The 2025 Global Threat Landscape Report from FortiGuard Labs is a snapshot of the active threat landscape and trends from 2024, including a comprehensive analysis across all tactics used in cyberattacks, as outlined in the MITRE ATT&CK framework.

Fortinet's Global Threat Landscape Report reveals that threat actors are increasingly harnessing automation, commoditized tools, and AI to systematically erode the traditional advantages held by defenders.

The report showed that targeted attacks on critical sectors intensified. Industries such as manufacturing, healthcare, and financial services continue to experience a surge in tailored cyberattacks, with adversaries deploying sector-specific exploitations.

In 2024, the most targeted sectors were manufacturing (17%), business services (11%), construction (9%), and retail (9%). Both nation-state actors and Ransomware-as-a-Service (RaaS) operators concentrated their efforts on these verticals, with the United States bearing the brunt of attacks (61%), followed by the United Kingdom (6%) and Canada (5%).

Cybercriminals are accelerating their efforts, using AI and automation to operate at unprecedented speed and scale.

The traditional security playbook is no longer enough. Organizations must shift to a proactive, intelligence-led defense strategy powered by AI, zero trust, and continuous threat exposure management to stay ahead of today's rapidly evolving threat landscape.

Fortinet's Global Threat Landscape Report provides rich details on the latest attacker tactics and techniques while also delivering prescriptive recommendations and actionable insights. Designed to empower CISOs and security teams, the report offers strategies to counter threat actors before they strike, helping organizations stay ahead of emerging cyberthreats.

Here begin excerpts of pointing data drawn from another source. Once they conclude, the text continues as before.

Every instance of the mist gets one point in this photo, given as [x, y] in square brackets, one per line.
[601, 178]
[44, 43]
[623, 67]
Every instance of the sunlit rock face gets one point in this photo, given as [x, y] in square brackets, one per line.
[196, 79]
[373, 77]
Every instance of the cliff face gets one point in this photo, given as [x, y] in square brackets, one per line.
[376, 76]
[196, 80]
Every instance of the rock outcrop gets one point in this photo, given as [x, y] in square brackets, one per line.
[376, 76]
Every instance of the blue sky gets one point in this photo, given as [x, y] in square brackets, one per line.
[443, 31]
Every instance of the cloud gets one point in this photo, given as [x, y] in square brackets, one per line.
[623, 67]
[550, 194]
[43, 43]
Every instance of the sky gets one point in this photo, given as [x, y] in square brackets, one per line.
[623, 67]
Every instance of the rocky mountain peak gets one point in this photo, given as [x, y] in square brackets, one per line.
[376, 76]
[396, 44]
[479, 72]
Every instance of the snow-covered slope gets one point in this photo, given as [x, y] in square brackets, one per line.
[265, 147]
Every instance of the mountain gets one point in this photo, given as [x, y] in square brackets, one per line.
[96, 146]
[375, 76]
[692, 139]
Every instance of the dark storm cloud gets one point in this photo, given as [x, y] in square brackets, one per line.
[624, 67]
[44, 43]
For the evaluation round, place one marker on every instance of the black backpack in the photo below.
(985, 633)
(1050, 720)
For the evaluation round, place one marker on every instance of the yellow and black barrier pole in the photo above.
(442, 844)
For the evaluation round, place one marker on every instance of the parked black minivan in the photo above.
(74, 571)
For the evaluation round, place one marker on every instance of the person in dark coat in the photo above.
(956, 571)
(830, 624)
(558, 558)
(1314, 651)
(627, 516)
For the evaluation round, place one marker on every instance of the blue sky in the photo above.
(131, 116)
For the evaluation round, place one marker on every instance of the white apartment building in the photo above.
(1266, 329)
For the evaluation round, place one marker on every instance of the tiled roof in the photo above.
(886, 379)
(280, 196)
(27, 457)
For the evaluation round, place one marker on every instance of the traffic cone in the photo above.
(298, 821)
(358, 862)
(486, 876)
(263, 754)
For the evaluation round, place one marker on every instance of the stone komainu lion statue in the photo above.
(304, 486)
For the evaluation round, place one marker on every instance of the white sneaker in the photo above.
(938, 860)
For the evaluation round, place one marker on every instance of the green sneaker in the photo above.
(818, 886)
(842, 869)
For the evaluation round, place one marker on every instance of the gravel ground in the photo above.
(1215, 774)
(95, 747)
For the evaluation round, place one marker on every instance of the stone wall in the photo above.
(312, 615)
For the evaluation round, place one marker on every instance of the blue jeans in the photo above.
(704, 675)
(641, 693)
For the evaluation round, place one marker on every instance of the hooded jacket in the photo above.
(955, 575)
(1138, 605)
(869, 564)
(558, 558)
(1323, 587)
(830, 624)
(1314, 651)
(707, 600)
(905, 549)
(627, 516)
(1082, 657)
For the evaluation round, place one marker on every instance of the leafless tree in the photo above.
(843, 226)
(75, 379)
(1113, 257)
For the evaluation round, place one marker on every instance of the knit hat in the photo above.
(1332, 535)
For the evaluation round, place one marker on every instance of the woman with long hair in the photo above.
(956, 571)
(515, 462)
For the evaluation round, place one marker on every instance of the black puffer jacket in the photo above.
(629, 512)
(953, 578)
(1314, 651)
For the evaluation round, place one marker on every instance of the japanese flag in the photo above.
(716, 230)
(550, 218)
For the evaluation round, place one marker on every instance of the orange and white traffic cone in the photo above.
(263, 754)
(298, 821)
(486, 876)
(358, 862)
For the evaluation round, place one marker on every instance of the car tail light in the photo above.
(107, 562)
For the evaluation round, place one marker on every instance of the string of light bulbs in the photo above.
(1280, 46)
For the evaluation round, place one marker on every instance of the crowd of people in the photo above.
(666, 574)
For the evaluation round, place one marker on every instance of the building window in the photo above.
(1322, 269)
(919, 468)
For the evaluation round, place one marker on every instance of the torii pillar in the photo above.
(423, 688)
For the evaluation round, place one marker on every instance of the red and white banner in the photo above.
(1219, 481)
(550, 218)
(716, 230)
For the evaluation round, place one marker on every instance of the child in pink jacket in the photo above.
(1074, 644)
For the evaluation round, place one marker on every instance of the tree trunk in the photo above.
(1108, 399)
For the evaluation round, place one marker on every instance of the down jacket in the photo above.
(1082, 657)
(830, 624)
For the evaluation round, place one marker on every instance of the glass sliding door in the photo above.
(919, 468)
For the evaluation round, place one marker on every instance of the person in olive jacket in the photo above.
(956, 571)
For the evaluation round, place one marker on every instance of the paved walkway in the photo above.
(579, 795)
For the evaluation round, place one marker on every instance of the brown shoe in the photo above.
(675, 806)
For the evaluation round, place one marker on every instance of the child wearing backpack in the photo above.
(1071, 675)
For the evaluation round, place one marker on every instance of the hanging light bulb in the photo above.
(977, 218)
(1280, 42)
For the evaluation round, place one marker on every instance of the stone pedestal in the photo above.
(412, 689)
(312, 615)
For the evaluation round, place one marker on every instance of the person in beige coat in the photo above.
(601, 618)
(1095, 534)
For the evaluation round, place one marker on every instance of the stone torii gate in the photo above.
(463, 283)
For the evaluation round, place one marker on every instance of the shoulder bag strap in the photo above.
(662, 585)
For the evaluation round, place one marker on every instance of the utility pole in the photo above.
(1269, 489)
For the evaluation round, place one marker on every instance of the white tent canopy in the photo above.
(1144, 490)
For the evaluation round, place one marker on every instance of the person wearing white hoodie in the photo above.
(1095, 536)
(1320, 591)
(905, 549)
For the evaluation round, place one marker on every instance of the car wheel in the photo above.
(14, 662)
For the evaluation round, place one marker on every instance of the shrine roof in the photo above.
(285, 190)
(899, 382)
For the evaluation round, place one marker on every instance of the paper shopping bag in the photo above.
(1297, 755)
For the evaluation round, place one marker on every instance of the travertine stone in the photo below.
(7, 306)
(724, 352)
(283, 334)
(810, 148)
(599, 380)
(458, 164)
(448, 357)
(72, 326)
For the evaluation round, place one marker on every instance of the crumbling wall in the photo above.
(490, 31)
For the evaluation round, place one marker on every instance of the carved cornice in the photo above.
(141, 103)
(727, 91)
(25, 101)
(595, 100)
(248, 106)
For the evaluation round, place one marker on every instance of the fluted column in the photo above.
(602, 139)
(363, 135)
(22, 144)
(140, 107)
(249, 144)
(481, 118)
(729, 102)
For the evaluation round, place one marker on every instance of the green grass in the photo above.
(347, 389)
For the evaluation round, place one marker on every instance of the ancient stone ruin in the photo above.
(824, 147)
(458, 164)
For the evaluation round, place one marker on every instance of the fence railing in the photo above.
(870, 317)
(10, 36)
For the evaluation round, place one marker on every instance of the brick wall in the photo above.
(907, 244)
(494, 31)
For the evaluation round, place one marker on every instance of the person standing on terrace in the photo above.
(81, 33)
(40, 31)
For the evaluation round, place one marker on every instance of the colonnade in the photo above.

This year's report includes a "CISO Playbook for Adversary Defense" that highlights a few strategic areas to focus on:

Shifting from traditional threat detection to continuous threat exposure management: This proactive approach emphasizes continuous attack surface management, real-world emulation of adversary behavior, risk-based remediation prioritization, and automation of detection and defense responses. Utilizing breach and attack simulation (BAS) tools to regularly assess endpoint, network, and cloud defenses against real-world attack scenarios ensures resilience against lateral movement and exploitation.

Simulating real-world attacks: Conduct adversary emulation exercises, red and purple teaming, and leverage MITRE ATT&CK to test defenses against threats like ransomware and espionage campaigns.

Reducing attack surface exposure: Deploy attack surface management (ASM) tools to detect exposed assets, leaked credentials, and exploitable vulnerabilities while continuously monitoring darknet forums for emerging threats.

Prioritizing high-risk vulnerabilities: Focus remediation efforts on vulnerabilities actively discussed by cybercrime groups, leveraging risk-based prioritization frameworks such as EPSS and CVSS for effective patch management.

Leveraging dark web intelligence: Monitor darknet marketplaces for emerging ransomware services and track hacktivist coordination efforts to preemptively mitigate threats like DDoS and web defacement attacks.